The state-run, crowdfunded series, Revolver, has been established by the nation's moneyed elite to combat the increasing plight of class warfare.
There's never been a Revolver contestant quite like Cara before. The corporate states of America are hungry for blood, and she promises to deliver.
I followed the bald man down a long corridor lined with closed doors and framed black-and-white studio portraits of the station’s newscasters. I turned away from their glossy-print gazes, focusing on the producer’s back. He wore a long-sleeved blue button-down and black khakis that had sharp creases on either side of his legs. Sweat beaded his forehead from the brief moment he’d spent outside to allow me access to the building. The overhead lighting made his shoulder-holstered gun gleam.

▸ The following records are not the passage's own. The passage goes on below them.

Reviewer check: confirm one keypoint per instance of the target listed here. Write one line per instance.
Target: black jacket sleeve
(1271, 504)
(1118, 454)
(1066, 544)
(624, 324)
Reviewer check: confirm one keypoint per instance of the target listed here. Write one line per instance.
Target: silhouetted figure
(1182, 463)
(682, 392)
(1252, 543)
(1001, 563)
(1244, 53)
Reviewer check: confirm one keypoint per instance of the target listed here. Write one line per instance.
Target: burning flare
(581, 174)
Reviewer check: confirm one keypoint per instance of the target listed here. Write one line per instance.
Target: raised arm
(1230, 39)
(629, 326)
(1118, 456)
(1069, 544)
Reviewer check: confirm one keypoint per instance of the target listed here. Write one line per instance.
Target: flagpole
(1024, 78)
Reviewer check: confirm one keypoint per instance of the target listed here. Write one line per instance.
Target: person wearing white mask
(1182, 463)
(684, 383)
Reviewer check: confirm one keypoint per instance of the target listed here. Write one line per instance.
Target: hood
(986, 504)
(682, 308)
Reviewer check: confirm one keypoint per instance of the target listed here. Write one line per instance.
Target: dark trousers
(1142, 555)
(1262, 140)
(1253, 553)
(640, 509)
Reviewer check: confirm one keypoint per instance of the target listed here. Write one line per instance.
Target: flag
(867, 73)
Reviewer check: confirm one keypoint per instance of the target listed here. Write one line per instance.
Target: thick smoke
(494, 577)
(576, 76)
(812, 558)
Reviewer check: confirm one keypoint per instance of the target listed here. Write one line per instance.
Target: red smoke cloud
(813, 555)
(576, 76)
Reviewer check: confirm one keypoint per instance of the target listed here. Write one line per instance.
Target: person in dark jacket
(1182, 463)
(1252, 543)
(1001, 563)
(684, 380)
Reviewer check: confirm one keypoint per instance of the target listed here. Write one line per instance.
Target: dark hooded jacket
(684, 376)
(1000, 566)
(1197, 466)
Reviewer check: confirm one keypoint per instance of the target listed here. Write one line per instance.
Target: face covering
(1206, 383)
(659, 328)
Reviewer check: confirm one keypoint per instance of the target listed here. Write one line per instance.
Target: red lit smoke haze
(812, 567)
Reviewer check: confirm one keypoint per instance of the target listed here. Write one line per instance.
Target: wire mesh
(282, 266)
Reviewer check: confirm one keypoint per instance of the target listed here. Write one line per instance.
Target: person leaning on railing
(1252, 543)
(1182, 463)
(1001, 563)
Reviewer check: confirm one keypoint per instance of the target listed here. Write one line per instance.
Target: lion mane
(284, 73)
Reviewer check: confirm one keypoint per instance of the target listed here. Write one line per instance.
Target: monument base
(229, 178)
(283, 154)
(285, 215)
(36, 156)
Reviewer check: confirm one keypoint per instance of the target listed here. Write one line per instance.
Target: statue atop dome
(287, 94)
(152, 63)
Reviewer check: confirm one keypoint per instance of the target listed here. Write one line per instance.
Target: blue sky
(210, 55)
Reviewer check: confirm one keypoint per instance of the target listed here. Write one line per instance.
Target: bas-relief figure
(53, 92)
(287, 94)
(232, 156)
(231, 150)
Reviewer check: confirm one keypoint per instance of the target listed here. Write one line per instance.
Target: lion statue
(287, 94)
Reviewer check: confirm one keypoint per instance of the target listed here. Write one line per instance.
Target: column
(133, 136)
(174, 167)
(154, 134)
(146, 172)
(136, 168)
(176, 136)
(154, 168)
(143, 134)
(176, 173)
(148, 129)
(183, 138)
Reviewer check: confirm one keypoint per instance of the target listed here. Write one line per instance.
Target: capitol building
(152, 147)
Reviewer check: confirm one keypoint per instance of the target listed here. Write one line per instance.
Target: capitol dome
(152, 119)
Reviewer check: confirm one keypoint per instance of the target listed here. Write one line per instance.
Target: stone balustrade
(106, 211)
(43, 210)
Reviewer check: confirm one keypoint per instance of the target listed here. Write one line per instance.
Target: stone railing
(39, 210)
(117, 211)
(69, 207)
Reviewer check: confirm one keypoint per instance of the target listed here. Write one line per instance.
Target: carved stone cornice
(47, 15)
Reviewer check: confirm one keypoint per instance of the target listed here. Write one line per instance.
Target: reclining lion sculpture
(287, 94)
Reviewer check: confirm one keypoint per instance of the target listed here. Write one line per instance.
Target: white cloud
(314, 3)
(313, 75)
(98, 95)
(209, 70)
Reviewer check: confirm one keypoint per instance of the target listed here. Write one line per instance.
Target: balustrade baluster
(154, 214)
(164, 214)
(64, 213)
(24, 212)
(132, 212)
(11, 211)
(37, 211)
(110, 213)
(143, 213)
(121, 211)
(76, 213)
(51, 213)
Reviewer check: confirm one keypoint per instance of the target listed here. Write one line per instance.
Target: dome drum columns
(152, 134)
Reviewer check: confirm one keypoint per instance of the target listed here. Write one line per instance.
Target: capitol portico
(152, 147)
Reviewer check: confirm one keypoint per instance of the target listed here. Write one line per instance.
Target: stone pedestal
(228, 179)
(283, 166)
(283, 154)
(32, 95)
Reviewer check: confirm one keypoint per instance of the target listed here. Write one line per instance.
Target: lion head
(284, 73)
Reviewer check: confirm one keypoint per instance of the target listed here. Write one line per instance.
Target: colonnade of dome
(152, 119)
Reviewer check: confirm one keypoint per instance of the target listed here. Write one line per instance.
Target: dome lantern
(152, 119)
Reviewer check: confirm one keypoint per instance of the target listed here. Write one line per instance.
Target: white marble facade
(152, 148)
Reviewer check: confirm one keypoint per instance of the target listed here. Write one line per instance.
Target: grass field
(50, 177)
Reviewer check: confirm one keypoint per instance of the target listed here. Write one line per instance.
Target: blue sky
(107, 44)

He deliberately kept a few paces ahead of me, and I caught the downdraft of his cologne. He smelled nice. I didn’t. Too much time in the heat, dressed in too many layers, wearing most of the few clothes I had to my name all at once. I didn’t want them to get stolen and find myself fucked over by the winter.
Not that I was going to live that long.
“We’re through here, Ms. Stone,” the producer said. I forgot his name. Stevens or Stephenson. Whatever.
He held the door open for me and tilted his head back, nose up, holding his breath as I walked past. I imagined he worked with a lot of the desperate filth, and wondered how he hadn’t gotten used to it yet. Fuck him. Let him enjoy his false sense of security. Truth was, he was living on the edge between prosperity and desolation, a good two weeks’ notice away from losing everything. Eventually it would happen, and he’d be blindsided by it, same as everyone else.
“Should I leave you my coat?” I asked.
His lips curled in a funny, sour sort of twist and he primly shook his head. “You can hang it over there,” he said, pointing to an overly elaborate coat hanger.
I shook myself free of the carpenter’s coat, and then peeled off two oversized sweaters, down to a dirty, sweat-stained and once-white tank top. I thought about taking off my boots to fuck with him, smirking at the idea of smacking him across the face with a toe-jam-soiled sock. Smug prick.
Stevens – if that was his name – stood at an end table, next to a fancy bar stool with a thick leather seat. A large wooden box the color of dark walnut was opened on the table. The revolver sat enshrined in plush velvet and he motioned me toward it with an artificial air of ceremony.
“This is a Remington New Model Army Revolver, first produced in 1858,” he said with a reverential tone. “Fully loaded, six shots, with .44 caliber rounds.”
I nodded, admiring the gleaming gun metal and polished wooden grip. I sidled up close to Stevens to deliberately invade his personal space. His distaste was apparent, but I’ll give him credit for not moving away. Instead, he breathed shallowly through his mouth, lips slightly parted.
“It’s a nice gun,” I said. “Why six bullets, though? I’ll only need one.”